Results from an open-label study in young people using PrEP showed that impact on bone health might be important as daily dosing is used for many years.
In the short-term, the protection from HIV in this very high risk group, probably outweighs the small safety risk, but these results show the urgency of studying reduced dosing and for future PrEP options that have an even safer side effect profile.During the break between the end of the main study when PREP was stopped and continued access to PrEP, six participants became HIV positive.
ATN 110 was a year-long open label PrEP demonstration study to expand safety data among 200 young men aged 18-22 at 12 US sites. All participants received daily PrEP and monitoring included DEXA screens for bone mineral density (BMD) at baseline and weeks 24 and 48. Participants who either lost or failed to gain bone or who had markers of reduced renal function entered an extension phase with further DEXA scans at 24 and 48 weeks after stopping PrEP.
Entry criteria for the extension phase included being younger than 20 with no increase in BMD or older than 20 with BMD with >1% decrease in BMD; or for all participants, a decrease of >0.5 in Z-score at hip, femoral neck or spine.
Median age of the group was 20 years. More than half were Black, 17% were Hispanic and 21% were white. About 80% didn't always use condoms (58% not used with most recent partner) and 22% had had a previous STI. About 1 in 5 had been forced to leave home for being gay and 1 in 3 had had sex for money.
Of 200 people in the initial study, 61 discontinued before week 48 (including 4 seroconversions). Of the 135 participants with week 48 DEXA, 102 met criteria for the extension safety phase -- with 101 people meeting bone criteria and 1 person for renal changes. Of these 72/102 had follow-up DEXA scans when off PrEP and 15 people had scans after continuing on PrEP.
During the extension phase, BMD at both hip and whole body steadily returned to baseline levels over the next year without PrEP. BMD at the spine quickly retuned above baseline and by week 48 were significantly higher (p=0.04).
When looking a changes in absolute Z-score over time, hip and whole body, which had both dropped significantly when on PrEP had returned after to year off-PrEP to levels that were not significantly different to pre-PrEP baseline. Z-score for spine was still significantly lower though after 48 weeks of PrEP (p=0.001).
In a small number (n=15) of men who stayed on PrEP during the extension safety phase (one of who became HIV positive), whole body and hip BMD reduced further and spine increased slightly -- though none of these changes were statistically significant.

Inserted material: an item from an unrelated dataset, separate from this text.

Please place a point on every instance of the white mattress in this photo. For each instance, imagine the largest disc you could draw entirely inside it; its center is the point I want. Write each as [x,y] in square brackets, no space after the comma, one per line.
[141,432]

In general, participants who had greatest bone loss when on PrEP had the greatest recovery when PrEP was stopped.
There were no fractures or serious renal events during the study.
This study was important for raising the unknown implication of using tenofovir-DF by people who are young enough for their bone to still be growing.
Although the results are useful in showing a return to baseline after stopping PrEP, the high rate of new HIV infections show that this is a group who is in real need of better HIV prevention options.
PreP was only used for a year in this study, but someone this young might easily expect to continue using PrEP for 5-10 years if they continue to be at high risk, even if use is not continuous.
The post-PrEP recovery was also at a time when bone production was still active.
Mulligan K et al. Changes in bone mass after discontinuation of pre-exposure prophylaxis (PrEP) with tenofovir disoproxil fumarate/emtricitabine in young men who have sex with men who lost bone while using PrEP: extension phase results of adolescent trials network Protocol 110. 18th International Workshop on Comorbidities and Adverse Drug Reactions in HIV, 12-13 September 2016, New York. Oral abstract 001.